Primeira infância: quando, o que, quanto e como comer! Por Mariana Costa, nutricionista.

É muito difundida a importância da amamentação exclusiva nos seis primeiros meses de vida da criança. Mas e a partir desde período, o que fazer? Vamos falar um pouco sobre quatro questões básicas que cercam nossas mães e os cuidadores:

Quando? A organização mundial da saúde e o ministério da saúde recomendam a oferta de alimentos complementares o leite aos 6 meses de vida da criança. Antes desse período as crianças não possuem desenvolvimento anatômico, fisiológico e motor adequados para consumir outros alimentos. Não ficam sentadas ou não sustentam a cabeça, mantém reflexos orais e não coordenam o processo respiração mastigação e possuem limitações orgânicas próprias da sua idade; imaturidades que dificultam a oferta dos alimentos. Importante: as condutas para crianças que nasceram prematuras ou com algum comprometimento neuromotor são diferentes, e devem ser analisadas caso a caso.

O que? Crianças que não possuem restrições alimentares por doenças, podem consumir quase todos os grupos alimentares na primeira infância. São exceções as oleaginosas (amendoim, castanhas e nozes por exemplo), o mel e os alimentos considerados mais alergênicos. Estes não devem ser consumidos no primeiro ano de vida ou somente com a orientação profissional. Crianças expostas a variedade de alimentos saudáveis nesse período têm maior facilidade de aceitação em idades posteriores. Mas além da exposição, é importante o exemplo da família. Ver que todos ao seu redor consomem um determinado alimento irá instigar a criança a consumi-lo. Ela se sentirá atraída a prová-lo.

Quanto? No primeiro mês da oferta da alimentação complementar, a quantidade de alimentos consumidos poderá variar em um mesmo dia, entre as refeições, e em diferentes dias. As crianças possuem capacidade de regular seu consumo com base nas suas necessidades. Geralmente, elas distribuem no decorrer do dia o volume de alimento a ser consumido, através do seu apetite. Forçar a criança a comer pode comprometer esse autocontrole. É importante para o profissional acompanhar essa oferta e a aceitação, intervindo quando necessário, buscando sempre uma boa relação da criança e da sua família com momento da refeição.

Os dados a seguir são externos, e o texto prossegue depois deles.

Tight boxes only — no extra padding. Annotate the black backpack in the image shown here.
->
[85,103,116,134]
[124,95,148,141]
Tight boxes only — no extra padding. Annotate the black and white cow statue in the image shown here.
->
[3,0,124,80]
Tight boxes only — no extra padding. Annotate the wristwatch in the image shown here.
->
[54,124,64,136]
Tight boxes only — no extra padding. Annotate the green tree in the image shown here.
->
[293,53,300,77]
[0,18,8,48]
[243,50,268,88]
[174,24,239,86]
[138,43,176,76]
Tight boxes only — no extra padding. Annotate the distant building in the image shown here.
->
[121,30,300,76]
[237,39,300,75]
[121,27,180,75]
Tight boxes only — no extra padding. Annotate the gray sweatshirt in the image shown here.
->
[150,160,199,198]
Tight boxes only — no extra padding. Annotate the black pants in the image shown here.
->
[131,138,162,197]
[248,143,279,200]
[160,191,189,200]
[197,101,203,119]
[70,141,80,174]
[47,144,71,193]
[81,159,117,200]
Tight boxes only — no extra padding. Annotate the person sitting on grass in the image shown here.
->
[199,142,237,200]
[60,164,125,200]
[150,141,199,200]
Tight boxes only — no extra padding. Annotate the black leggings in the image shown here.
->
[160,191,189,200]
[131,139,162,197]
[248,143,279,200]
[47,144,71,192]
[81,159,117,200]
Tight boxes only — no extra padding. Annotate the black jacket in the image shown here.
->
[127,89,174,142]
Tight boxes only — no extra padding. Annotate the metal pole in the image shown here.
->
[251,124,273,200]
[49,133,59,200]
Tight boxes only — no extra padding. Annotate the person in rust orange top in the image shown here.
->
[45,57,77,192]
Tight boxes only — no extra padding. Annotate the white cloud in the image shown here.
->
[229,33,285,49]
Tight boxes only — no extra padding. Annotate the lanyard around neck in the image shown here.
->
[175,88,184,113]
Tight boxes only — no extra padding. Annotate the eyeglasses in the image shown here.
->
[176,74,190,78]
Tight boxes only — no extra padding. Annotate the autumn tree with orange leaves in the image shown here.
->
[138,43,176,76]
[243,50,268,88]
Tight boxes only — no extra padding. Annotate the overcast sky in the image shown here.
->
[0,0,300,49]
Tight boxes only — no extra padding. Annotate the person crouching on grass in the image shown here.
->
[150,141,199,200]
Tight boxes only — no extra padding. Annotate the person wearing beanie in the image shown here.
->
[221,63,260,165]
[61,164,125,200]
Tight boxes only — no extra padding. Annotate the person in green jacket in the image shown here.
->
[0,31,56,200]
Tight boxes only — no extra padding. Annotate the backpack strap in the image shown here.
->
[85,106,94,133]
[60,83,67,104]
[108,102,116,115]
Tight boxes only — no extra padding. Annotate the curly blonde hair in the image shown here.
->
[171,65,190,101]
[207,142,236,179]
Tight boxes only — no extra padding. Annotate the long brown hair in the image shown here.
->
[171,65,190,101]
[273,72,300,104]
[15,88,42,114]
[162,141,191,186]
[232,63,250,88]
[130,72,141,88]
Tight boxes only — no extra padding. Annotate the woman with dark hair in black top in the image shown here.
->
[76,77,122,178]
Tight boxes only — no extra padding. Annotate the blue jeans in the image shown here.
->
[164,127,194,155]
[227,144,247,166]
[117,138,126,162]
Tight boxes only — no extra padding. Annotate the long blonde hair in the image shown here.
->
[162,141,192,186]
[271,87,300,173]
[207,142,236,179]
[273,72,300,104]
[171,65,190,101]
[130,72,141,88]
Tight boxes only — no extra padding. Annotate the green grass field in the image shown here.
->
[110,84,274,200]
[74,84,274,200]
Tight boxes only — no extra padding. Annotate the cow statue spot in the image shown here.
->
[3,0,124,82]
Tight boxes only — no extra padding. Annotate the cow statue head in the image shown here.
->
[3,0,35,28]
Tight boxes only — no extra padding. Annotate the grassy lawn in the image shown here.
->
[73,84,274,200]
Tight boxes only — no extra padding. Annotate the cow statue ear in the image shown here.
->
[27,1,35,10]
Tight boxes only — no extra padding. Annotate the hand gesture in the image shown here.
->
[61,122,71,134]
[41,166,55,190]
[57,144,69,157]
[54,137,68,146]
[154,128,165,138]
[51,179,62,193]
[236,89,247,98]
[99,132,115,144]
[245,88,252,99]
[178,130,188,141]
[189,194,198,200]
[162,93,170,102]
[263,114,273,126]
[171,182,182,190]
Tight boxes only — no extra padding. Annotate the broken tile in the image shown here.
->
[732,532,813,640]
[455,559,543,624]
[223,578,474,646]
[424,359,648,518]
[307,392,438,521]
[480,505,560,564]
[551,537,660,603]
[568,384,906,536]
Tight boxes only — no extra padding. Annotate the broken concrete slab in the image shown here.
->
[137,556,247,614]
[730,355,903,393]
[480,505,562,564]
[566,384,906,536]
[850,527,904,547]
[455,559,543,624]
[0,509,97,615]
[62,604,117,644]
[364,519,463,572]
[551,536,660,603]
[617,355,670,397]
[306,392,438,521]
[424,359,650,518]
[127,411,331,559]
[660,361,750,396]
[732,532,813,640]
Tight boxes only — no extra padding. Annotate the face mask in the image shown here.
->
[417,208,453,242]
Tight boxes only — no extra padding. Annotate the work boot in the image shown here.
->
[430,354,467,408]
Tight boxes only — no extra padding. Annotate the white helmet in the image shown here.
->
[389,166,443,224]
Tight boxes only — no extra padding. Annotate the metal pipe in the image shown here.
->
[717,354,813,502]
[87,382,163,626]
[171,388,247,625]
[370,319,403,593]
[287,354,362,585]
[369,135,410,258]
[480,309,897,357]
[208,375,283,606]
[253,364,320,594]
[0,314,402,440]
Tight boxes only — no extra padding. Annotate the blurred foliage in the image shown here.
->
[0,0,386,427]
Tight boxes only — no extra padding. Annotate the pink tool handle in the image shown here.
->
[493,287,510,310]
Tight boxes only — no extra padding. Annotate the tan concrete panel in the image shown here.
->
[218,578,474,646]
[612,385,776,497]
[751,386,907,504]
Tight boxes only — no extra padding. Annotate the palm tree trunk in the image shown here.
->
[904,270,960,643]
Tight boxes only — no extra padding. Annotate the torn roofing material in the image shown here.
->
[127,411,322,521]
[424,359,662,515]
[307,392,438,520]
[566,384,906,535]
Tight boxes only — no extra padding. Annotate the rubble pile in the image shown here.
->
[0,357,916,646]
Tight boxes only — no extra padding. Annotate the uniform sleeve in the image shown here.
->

Como? Existem métodos tradicionais e outros novos para a oferta dos alimentos às crianças na primeira infância. O que irá determinar? Melhor perguntar: quem irá determinar? Simples: a criança, ou seja, o seu desenvolvimento. Isto irá ditar o método, o ritmo, a consistência e a textura do alimento a ser oferecido. Mas um regra é fundamental: paciência. Nada de ansiedade. Nada de substituições sem orientação. Considerar o momento da criança é muito importante.

Não se preocupe. Procure um especialista em nutrição, pois qualquer intervenção necessária ocorrerá no momento oportuno!